American Eileen Gu makes Winter Olympics history for China
Eileen Gu captured gold in the women’s ski halfpipe final on a breezy and cold morning to become the first action-sports athlete to earn three medals at the same Winter Olympics.
Gu warmed up with a score of 93.25 on her first run, before going even higher and even bigger to post a 95.25 her second. For her third and final pass, and with the contest locked up, she took a nice leisurely stroll.
The standout American-born freestyle skier who represents China already possessed a gold from big air and a silver from slopestyle.
Defending Olympic champion Cassie Sharpe of Canada finished second and her teammate Rachael Karker earned the bronze. Teenager Hanna Faulhaber was the top American finisher in sixth place.
US flagbearer wins first individual Olympic medal
Brittany Bowe of the United States claimed the first individual medal of her career with a bronze in the women's 1,000 meters.
Bowe grabbed the bronze in 1:14.61, only 0.1 ahead Russian skater Angelina Golikova and a huge relief for the longtime star of the U.S. program.
Bowe's only medal over three Olympics had been a bronze in the team pursuit at the Pyeongchang Games.
Miho Takagi of Japan won gold in Olympic record time. The silver went to Jutta Leerdam of the Netherlands.
World champion Sandra Naeslund of Sweden won the women’s Olympic skicross competition in a race where the third-place finisher was disqualified.

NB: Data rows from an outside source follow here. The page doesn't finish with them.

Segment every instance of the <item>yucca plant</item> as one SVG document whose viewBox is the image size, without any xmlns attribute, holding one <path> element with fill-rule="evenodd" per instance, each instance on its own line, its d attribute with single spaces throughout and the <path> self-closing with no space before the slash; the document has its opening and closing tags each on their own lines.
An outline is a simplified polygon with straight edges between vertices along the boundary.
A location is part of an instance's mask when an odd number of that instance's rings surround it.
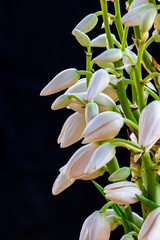
<svg viewBox="0 0 160 240">
<path fill-rule="evenodd" d="M 83 139 L 60 169 L 52 193 L 81 179 L 91 180 L 104 196 L 106 204 L 84 221 L 80 240 L 112 239 L 111 231 L 119 225 L 124 229 L 121 240 L 158 240 L 160 66 L 148 47 L 160 42 L 160 5 L 155 0 L 128 0 L 122 17 L 119 0 L 100 0 L 100 6 L 72 31 L 85 47 L 86 69 L 66 69 L 41 91 L 46 96 L 67 89 L 51 106 L 73 110 L 58 137 L 60 147 Z M 88 33 L 100 18 L 104 32 L 91 40 Z M 96 47 L 102 49 L 98 56 L 92 52 Z M 128 138 L 117 137 L 122 127 Z M 116 157 L 119 147 L 130 151 L 125 167 Z M 105 172 L 111 183 L 100 186 L 98 177 Z M 137 202 L 139 215 L 130 206 Z"/>
</svg>

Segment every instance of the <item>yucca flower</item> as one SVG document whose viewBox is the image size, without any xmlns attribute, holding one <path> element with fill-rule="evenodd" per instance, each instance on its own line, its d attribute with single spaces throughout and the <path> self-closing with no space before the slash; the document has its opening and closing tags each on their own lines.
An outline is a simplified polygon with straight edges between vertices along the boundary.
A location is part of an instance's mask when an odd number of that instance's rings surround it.
<svg viewBox="0 0 160 240">
<path fill-rule="evenodd" d="M 75 29 L 78 29 L 79 31 L 83 33 L 90 32 L 97 24 L 98 18 L 96 14 L 91 13 L 84 17 L 78 24 L 77 26 L 73 29 L 72 33 L 74 32 Z"/>
<path fill-rule="evenodd" d="M 40 93 L 41 96 L 47 96 L 50 94 L 54 94 L 56 92 L 60 92 L 72 85 L 74 85 L 80 75 L 75 68 L 66 69 L 59 74 L 57 74 L 52 81 L 50 81 L 46 87 L 44 87 Z"/>
<path fill-rule="evenodd" d="M 93 153 L 86 169 L 85 173 L 93 173 L 102 168 L 108 162 L 112 160 L 116 153 L 114 145 L 111 143 L 104 143 L 99 146 Z"/>
<path fill-rule="evenodd" d="M 102 141 L 115 137 L 123 126 L 123 118 L 116 112 L 103 112 L 86 126 L 83 143 Z"/>
<path fill-rule="evenodd" d="M 92 213 L 83 223 L 79 240 L 109 240 L 110 224 L 105 213 Z"/>
<path fill-rule="evenodd" d="M 123 57 L 123 53 L 119 48 L 112 48 L 104 51 L 93 59 L 96 64 L 117 62 Z"/>
<path fill-rule="evenodd" d="M 104 188 L 104 192 L 106 198 L 121 205 L 136 203 L 139 201 L 136 195 L 142 195 L 139 187 L 135 183 L 128 181 L 108 184 Z"/>
<path fill-rule="evenodd" d="M 103 168 L 94 173 L 85 173 L 85 168 L 97 147 L 98 145 L 95 143 L 87 144 L 73 154 L 67 164 L 60 169 L 60 174 L 53 184 L 52 193 L 54 195 L 64 191 L 75 180 L 91 180 L 104 173 L 105 169 Z"/>
<path fill-rule="evenodd" d="M 136 2 L 129 8 L 128 13 L 122 17 L 121 21 L 125 26 L 139 25 L 142 32 L 148 32 L 154 23 L 156 14 L 157 10 L 154 4 L 137 4 Z"/>
<path fill-rule="evenodd" d="M 148 152 L 160 138 L 160 101 L 149 103 L 139 119 L 139 146 Z"/>
<path fill-rule="evenodd" d="M 84 114 L 73 113 L 65 121 L 61 133 L 58 137 L 58 143 L 61 148 L 68 147 L 82 138 L 82 133 L 86 127 Z"/>
<path fill-rule="evenodd" d="M 145 219 L 138 240 L 158 240 L 160 236 L 160 207 L 149 213 Z"/>
<path fill-rule="evenodd" d="M 95 73 L 93 73 L 88 90 L 87 90 L 87 100 L 90 101 L 95 98 L 100 92 L 102 92 L 109 83 L 109 74 L 103 69 L 99 69 Z"/>
</svg>

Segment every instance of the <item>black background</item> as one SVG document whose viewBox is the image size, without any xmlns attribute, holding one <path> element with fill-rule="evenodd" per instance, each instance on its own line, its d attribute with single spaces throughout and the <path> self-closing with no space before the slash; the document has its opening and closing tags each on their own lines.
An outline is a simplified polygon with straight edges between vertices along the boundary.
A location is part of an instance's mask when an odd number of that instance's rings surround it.
<svg viewBox="0 0 160 240">
<path fill-rule="evenodd" d="M 60 149 L 57 137 L 72 111 L 50 109 L 59 94 L 39 96 L 60 71 L 85 69 L 84 48 L 71 31 L 98 10 L 98 0 L 0 0 L 1 240 L 76 240 L 84 220 L 105 203 L 86 181 L 52 196 L 58 169 L 80 144 Z M 103 32 L 101 23 L 91 37 Z"/>
</svg>

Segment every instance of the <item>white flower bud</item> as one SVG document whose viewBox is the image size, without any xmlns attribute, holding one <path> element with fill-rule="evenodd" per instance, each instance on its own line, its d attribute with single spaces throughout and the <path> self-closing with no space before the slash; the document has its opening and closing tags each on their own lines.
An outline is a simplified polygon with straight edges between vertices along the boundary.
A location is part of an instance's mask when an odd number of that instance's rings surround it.
<svg viewBox="0 0 160 240">
<path fill-rule="evenodd" d="M 78 29 L 74 29 L 73 35 L 83 47 L 88 47 L 90 45 L 90 39 L 85 33 L 79 31 Z"/>
<path fill-rule="evenodd" d="M 99 35 L 98 37 L 92 39 L 91 47 L 106 47 L 107 36 L 106 33 Z"/>
<path fill-rule="evenodd" d="M 65 93 L 81 93 L 87 91 L 86 78 L 81 78 L 76 84 L 69 87 Z"/>
<path fill-rule="evenodd" d="M 155 42 L 160 42 L 160 35 L 159 35 L 159 33 L 157 32 L 157 30 L 154 30 L 154 31 L 153 31 L 152 37 L 153 37 L 153 40 L 154 40 Z"/>
<path fill-rule="evenodd" d="M 141 190 L 132 182 L 117 182 L 104 188 L 106 198 L 120 205 L 132 204 L 139 201 L 136 195 L 142 195 Z"/>
<path fill-rule="evenodd" d="M 99 146 L 93 153 L 86 169 L 85 173 L 92 173 L 105 166 L 112 160 L 116 153 L 114 145 L 111 143 L 104 143 Z"/>
<path fill-rule="evenodd" d="M 100 112 L 113 111 L 116 107 L 115 102 L 104 93 L 100 93 L 94 98 L 94 102 L 97 103 Z"/>
<path fill-rule="evenodd" d="M 78 29 L 83 33 L 90 32 L 96 26 L 97 22 L 98 22 L 98 17 L 96 16 L 96 14 L 91 13 L 87 15 L 85 18 L 83 18 L 77 24 L 77 26 L 73 29 L 72 33 L 74 32 L 75 29 Z"/>
<path fill-rule="evenodd" d="M 72 85 L 74 85 L 80 75 L 75 68 L 66 69 L 59 74 L 57 74 L 52 81 L 50 81 L 45 88 L 41 91 L 41 96 L 47 96 L 50 94 L 54 94 L 56 92 L 60 92 Z"/>
<path fill-rule="evenodd" d="M 111 48 L 93 59 L 96 64 L 109 63 L 119 61 L 123 57 L 122 51 L 119 48 Z"/>
<path fill-rule="evenodd" d="M 138 240 L 158 240 L 160 236 L 160 207 L 149 213 L 145 219 Z"/>
<path fill-rule="evenodd" d="M 120 240 L 134 240 L 134 238 L 132 237 L 132 235 L 125 234 Z"/>
<path fill-rule="evenodd" d="M 92 213 L 83 223 L 79 240 L 109 240 L 110 224 L 105 213 Z"/>
<path fill-rule="evenodd" d="M 139 146 L 148 152 L 160 138 L 160 101 L 149 103 L 139 119 Z"/>
<path fill-rule="evenodd" d="M 130 8 L 121 21 L 126 26 L 140 25 L 142 32 L 147 32 L 153 25 L 157 10 L 152 3 L 141 4 Z"/>
<path fill-rule="evenodd" d="M 99 108 L 96 103 L 90 102 L 86 105 L 86 108 L 85 108 L 86 123 L 89 123 L 89 121 L 92 120 L 94 117 L 96 117 L 98 114 L 99 114 Z"/>
<path fill-rule="evenodd" d="M 119 168 L 117 169 L 115 172 L 113 172 L 108 180 L 111 182 L 117 182 L 117 181 L 122 181 L 126 178 L 128 178 L 130 175 L 130 170 L 128 167 L 123 167 L 123 168 Z"/>
<path fill-rule="evenodd" d="M 84 114 L 74 113 L 65 121 L 58 137 L 60 147 L 68 147 L 82 138 L 86 122 Z"/>
<path fill-rule="evenodd" d="M 61 108 L 67 107 L 72 102 L 72 98 L 69 94 L 63 94 L 56 98 L 56 100 L 52 103 L 51 109 L 58 110 Z"/>
<path fill-rule="evenodd" d="M 123 118 L 115 112 L 103 112 L 93 118 L 85 128 L 83 143 L 102 141 L 115 137 L 123 126 Z"/>
<path fill-rule="evenodd" d="M 87 90 L 87 100 L 92 100 L 102 92 L 107 87 L 109 80 L 108 72 L 103 69 L 99 69 L 93 73 Z"/>
</svg>

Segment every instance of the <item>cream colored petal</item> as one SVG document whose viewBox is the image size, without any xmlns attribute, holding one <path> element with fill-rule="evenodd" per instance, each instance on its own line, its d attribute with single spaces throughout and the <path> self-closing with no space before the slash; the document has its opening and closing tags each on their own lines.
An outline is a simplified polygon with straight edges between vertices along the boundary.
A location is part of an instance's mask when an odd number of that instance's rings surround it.
<svg viewBox="0 0 160 240">
<path fill-rule="evenodd" d="M 111 143 L 104 143 L 99 146 L 94 154 L 92 155 L 86 169 L 85 173 L 95 172 L 108 162 L 112 160 L 116 151 L 114 145 Z"/>
<path fill-rule="evenodd" d="M 103 69 L 96 71 L 89 82 L 87 90 L 87 100 L 90 101 L 102 92 L 109 83 L 109 74 Z"/>
<path fill-rule="evenodd" d="M 160 138 L 160 101 L 153 101 L 142 111 L 139 119 L 139 145 L 149 151 Z"/>
<path fill-rule="evenodd" d="M 160 207 L 149 213 L 145 219 L 138 240 L 157 240 L 160 235 Z"/>
<path fill-rule="evenodd" d="M 84 114 L 74 113 L 64 123 L 61 133 L 58 137 L 58 143 L 65 148 L 82 138 L 86 121 Z"/>
<path fill-rule="evenodd" d="M 75 85 L 69 87 L 66 93 L 82 93 L 86 91 L 87 91 L 86 78 L 82 78 Z"/>
<path fill-rule="evenodd" d="M 93 218 L 95 217 L 96 212 L 92 213 L 83 223 L 79 240 L 89 240 L 89 228 L 92 223 Z"/>
<path fill-rule="evenodd" d="M 42 89 L 40 95 L 47 96 L 56 92 L 62 91 L 74 85 L 80 75 L 75 68 L 66 69 L 57 74 L 52 81 L 50 81 L 45 88 Z"/>
<path fill-rule="evenodd" d="M 58 177 L 56 178 L 53 187 L 52 187 L 52 194 L 57 195 L 68 188 L 70 185 L 74 183 L 73 178 L 69 178 L 69 176 L 65 176 L 64 172 L 60 172 Z"/>
<path fill-rule="evenodd" d="M 91 143 L 79 148 L 68 161 L 65 175 L 74 179 L 80 178 L 97 147 L 97 144 Z"/>
<path fill-rule="evenodd" d="M 109 240 L 110 224 L 105 213 L 97 212 L 94 216 L 90 229 L 89 240 Z"/>
<path fill-rule="evenodd" d="M 73 31 L 75 29 L 78 29 L 84 33 L 90 32 L 96 26 L 97 22 L 98 22 L 98 18 L 96 16 L 96 14 L 91 13 L 91 14 L 87 15 L 86 17 L 84 17 L 77 24 L 77 26 L 73 29 Z M 73 33 L 73 31 L 72 31 L 72 33 Z"/>
</svg>

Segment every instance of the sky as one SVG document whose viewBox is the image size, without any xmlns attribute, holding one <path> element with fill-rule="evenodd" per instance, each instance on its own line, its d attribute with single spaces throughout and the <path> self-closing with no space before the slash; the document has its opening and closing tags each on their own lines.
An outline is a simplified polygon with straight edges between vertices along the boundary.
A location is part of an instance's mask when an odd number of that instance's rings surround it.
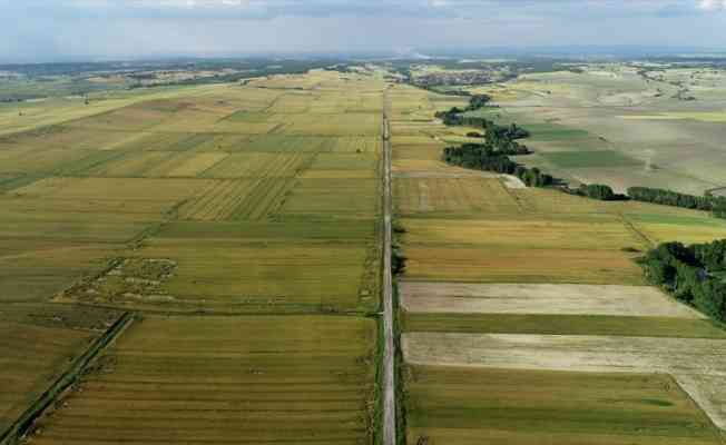
<svg viewBox="0 0 726 445">
<path fill-rule="evenodd" d="M 726 0 L 0 0 L 0 61 L 726 49 Z"/>
</svg>

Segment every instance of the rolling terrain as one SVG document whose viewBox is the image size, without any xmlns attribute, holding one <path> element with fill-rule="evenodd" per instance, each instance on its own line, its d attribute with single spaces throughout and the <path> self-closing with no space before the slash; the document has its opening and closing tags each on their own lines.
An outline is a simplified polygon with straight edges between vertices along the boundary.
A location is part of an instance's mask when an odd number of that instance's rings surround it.
<svg viewBox="0 0 726 445">
<path fill-rule="evenodd" d="M 28 443 L 376 439 L 383 89 L 311 71 L 7 116 L 3 433 L 131 314 Z"/>
<path fill-rule="evenodd" d="M 408 443 L 722 443 L 723 327 L 634 259 L 726 225 L 464 174 L 435 155 L 465 141 L 430 119 L 452 103 L 391 95 Z"/>
</svg>

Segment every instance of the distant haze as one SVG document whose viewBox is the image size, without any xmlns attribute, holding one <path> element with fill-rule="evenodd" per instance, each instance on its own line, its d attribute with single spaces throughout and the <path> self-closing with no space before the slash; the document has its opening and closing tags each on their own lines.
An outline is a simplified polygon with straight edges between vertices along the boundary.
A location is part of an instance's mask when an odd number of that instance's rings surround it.
<svg viewBox="0 0 726 445">
<path fill-rule="evenodd" d="M 0 62 L 726 48 L 726 0 L 0 0 Z"/>
</svg>

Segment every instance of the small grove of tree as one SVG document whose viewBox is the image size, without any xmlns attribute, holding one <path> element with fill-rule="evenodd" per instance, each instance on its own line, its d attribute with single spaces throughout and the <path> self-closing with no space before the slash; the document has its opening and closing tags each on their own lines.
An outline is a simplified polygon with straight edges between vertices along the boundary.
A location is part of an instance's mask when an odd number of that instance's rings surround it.
<svg viewBox="0 0 726 445">
<path fill-rule="evenodd" d="M 694 196 L 649 187 L 630 187 L 628 189 L 628 197 L 636 201 L 712 211 L 717 218 L 726 218 L 725 197 Z"/>
<path fill-rule="evenodd" d="M 538 168 L 519 165 L 507 154 L 487 145 L 465 144 L 461 147 L 447 147 L 443 149 L 443 160 L 459 167 L 514 175 L 529 187 L 548 187 L 555 184 L 555 178 L 550 175 L 541 172 Z"/>
<path fill-rule="evenodd" d="M 647 279 L 709 317 L 726 322 L 726 240 L 665 243 L 639 259 Z"/>
<path fill-rule="evenodd" d="M 609 186 L 602 184 L 588 184 L 581 185 L 577 189 L 577 195 L 587 196 L 588 198 L 599 199 L 601 201 L 612 201 L 621 199 L 621 195 L 617 195 Z"/>
</svg>

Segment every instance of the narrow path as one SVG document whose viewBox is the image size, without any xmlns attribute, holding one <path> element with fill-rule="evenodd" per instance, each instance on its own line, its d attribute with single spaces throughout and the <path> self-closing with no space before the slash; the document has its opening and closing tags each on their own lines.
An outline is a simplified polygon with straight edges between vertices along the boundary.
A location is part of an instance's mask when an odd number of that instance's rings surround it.
<svg viewBox="0 0 726 445">
<path fill-rule="evenodd" d="M 384 100 L 387 100 L 385 98 Z M 383 111 L 383 445 L 395 445 L 395 353 L 393 342 L 393 277 L 391 276 L 391 141 Z"/>
<path fill-rule="evenodd" d="M 88 349 L 76 358 L 70 367 L 61 374 L 45 393 L 42 393 L 20 417 L 4 432 L 0 432 L 0 445 L 14 445 L 32 427 L 33 422 L 40 417 L 48 407 L 56 403 L 63 393 L 75 385 L 86 373 L 91 362 L 110 345 L 134 322 L 131 313 L 122 314 L 104 335 L 98 337 Z"/>
</svg>

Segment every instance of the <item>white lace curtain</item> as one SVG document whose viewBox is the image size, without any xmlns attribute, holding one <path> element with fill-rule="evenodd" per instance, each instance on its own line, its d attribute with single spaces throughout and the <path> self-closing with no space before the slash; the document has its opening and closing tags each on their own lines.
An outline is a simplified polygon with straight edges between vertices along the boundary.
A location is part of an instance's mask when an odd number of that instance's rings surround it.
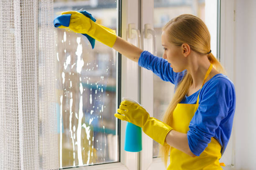
<svg viewBox="0 0 256 170">
<path fill-rule="evenodd" d="M 53 0 L 0 0 L 1 170 L 59 168 Z"/>
</svg>

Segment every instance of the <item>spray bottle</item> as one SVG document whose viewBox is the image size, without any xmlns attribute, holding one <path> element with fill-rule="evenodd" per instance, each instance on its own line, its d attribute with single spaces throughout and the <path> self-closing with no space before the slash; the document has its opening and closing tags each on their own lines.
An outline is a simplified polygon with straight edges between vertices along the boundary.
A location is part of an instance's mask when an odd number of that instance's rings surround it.
<svg viewBox="0 0 256 170">
<path fill-rule="evenodd" d="M 122 99 L 123 100 L 138 104 L 142 107 L 138 102 L 133 100 L 125 98 L 123 98 Z M 142 140 L 141 128 L 127 122 L 125 129 L 124 150 L 128 152 L 140 152 L 142 150 Z"/>
</svg>

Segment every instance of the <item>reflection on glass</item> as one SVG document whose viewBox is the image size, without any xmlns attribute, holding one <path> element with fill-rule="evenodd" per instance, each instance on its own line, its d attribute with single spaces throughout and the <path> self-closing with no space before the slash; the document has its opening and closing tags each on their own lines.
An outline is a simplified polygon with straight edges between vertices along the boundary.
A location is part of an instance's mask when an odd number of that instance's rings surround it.
<svg viewBox="0 0 256 170">
<path fill-rule="evenodd" d="M 97 23 L 116 30 L 116 1 L 54 3 L 54 18 L 86 10 Z M 97 41 L 92 50 L 86 37 L 68 29 L 54 32 L 60 167 L 119 161 L 115 52 Z"/>
<path fill-rule="evenodd" d="M 161 57 L 162 28 L 170 20 L 180 15 L 191 14 L 205 22 L 205 0 L 154 0 L 154 30 L 156 34 L 157 56 Z M 217 23 L 216 23 L 217 28 Z M 174 94 L 174 85 L 164 82 L 154 75 L 154 117 L 161 120 Z M 153 158 L 158 156 L 159 144 L 153 141 Z"/>
</svg>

Naeslund opened up a lead and held off Canada’s Marielle Thompson on a snowy day along the winding course filled with bumps and jumps. The third-place finisher was Fanny Smith of Switzerland, but after a delay the bronze was awarded to Daniela Maier of Germany. Smith moved her left ski directly into the line of Maier and Maier briefly lost her balance. Maier fell two body lengths behind and couldn’t catch up. Following the review, Smith’s place was listed as “RAL” -- ranked as last.
Naeslund’s win ends the reign of Canada, which had won every Olympic gold in the women’s version of the race since its debut at the 2010 Vancouver Games.